Why do coupledom people pity, fear singledom? Yes I’m single, it doesn’t mean I’m desperate and going to steal your man. It’s actually ok to be single.

Dates

Ok I scrolled down the page on the dating website and its either dated him, messaged him, same old same old. Though they’re are actively online so obviously still looking. But I suddenly realise I’ve done a lot of internet dating this last year. Had some fun dates, some dates where I’m quietly saying to myself get me out of here.

There’s the random email chat up message which are basically booty calls. The one’s who have a standard one liner and send it to you every couple of weeks. The very young, where I’m thinking are you looking for a Mrs Robinson to pop your cherry. There’s the older, a recent date who I  came to believe was married and I was his bit on the side. Lets just say I’ve met some colourful people over the last year.

The quiet type

He looked cuter than his online photos, good sign. Taller than me even better. BUT… He was so quiet, yet again it was me doing all the talking, when he did talk I was like did I just hear you right! The 3 pieces of information I have about this guy, he has ‘Woof’ tattooed on his lower back. He’s moved back home with his mum at the age of 35. He goes to comic book conventions. I don’t think this one’s going on anywhere!

Feeling sorry for myself

Ok mental note to self do not browse facebook, when feeling a bit sorry for yourself on the love front.
All I see is loved up couples, wedding photos, or people sharing photos of the gorgeous bouquet their new boyfriend brought them.

Been on 2 dates recently with a fella I met online. I didn’t have high hopes for the date with my recent online experiences. But I actually had a date where I really enjoyed myself. I proper bellied laughed, can’t remeber last date where that happened this guy had a great sense of humour. We exchanged texts afterwards, where he said he had a genuine nice time, and arranged for a date the following week.

So 4 days ago we had our second date, what went wrong umm… I can’t say. I didn’t have an awful date. We had food then, cocktails and once again chatted sharing the same sense of humour. But then he suddenly called it an evening, and that was that. I thought ok 2 dates and no kiss, but then did I want to be kissed by this guy? Yes of course I wanted to be kissed, but I wanted the swept on my feet bit too. I wasn’t going to make the move, I was waiting on him, but it never happened. Oh well you win some you loose some.

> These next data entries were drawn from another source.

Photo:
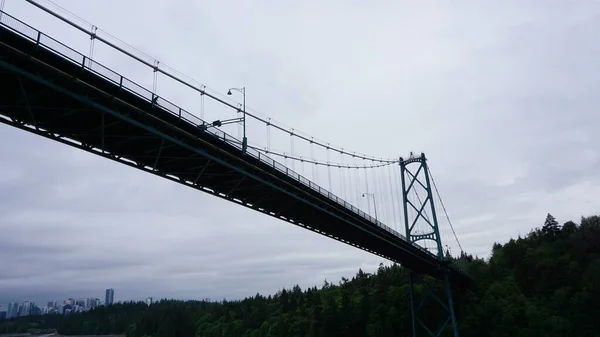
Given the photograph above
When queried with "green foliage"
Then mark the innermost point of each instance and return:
(546, 284)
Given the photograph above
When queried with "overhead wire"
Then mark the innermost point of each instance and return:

However 2 days later he texted me, and we had a bit of text banter. Then I texted him yesterday and we exchanged  a few friendly texts. So I’m left confused, does this guy like us or not? He asked us out for a second date, but he never made a move on us, he kept a polite distance. This fella isn’t shy or a geek, he’s a tough looking man with tattoos, if anything in my slightly snobbish mind I think he looks rough, had a hard up bringing. So I thought thats that but then texted us 2 days later, why do that? Now I’m left wandering will, he be in touch again.

I’m not going to chase I have enough stress in my life. One I’ve the threat of redundancy and having to reapply for my job and be interviewed against colleagues. Two they’ve found precancerous cells in my smear, and I’ve got to go to hospital for further investigation and possibly treatment. So the last thing I want to spend my energies on, is chasing some guy who may or may not like us.

Maybe I’m just too old for this game and should buy a couple of cats!

Geez I am all doom and gloom at the moment, think wine, chocolate, chickflick remedy is called for and staying away from facebook.

Bad date venues

I was off to meet an online date who suggested a bar I’d never been to before, to my horror, I thought I knew all the decent bars in town! Decent might be the important word in that previous sentence. The bar was ok, apart from 2 men playing guitar and keyboards loudly. Playing what, I’ve no idea. So after a quick drink we moved on to the bar next door as typical British weather it was raining. The bar next door, could it get any worse…. yep a Michael Bolton lookalike was playing a grand piano crooning badly away to cheesy hits from the 80s. I had just experienced the worst date venues ever! Hence I suggested the 3rd bar.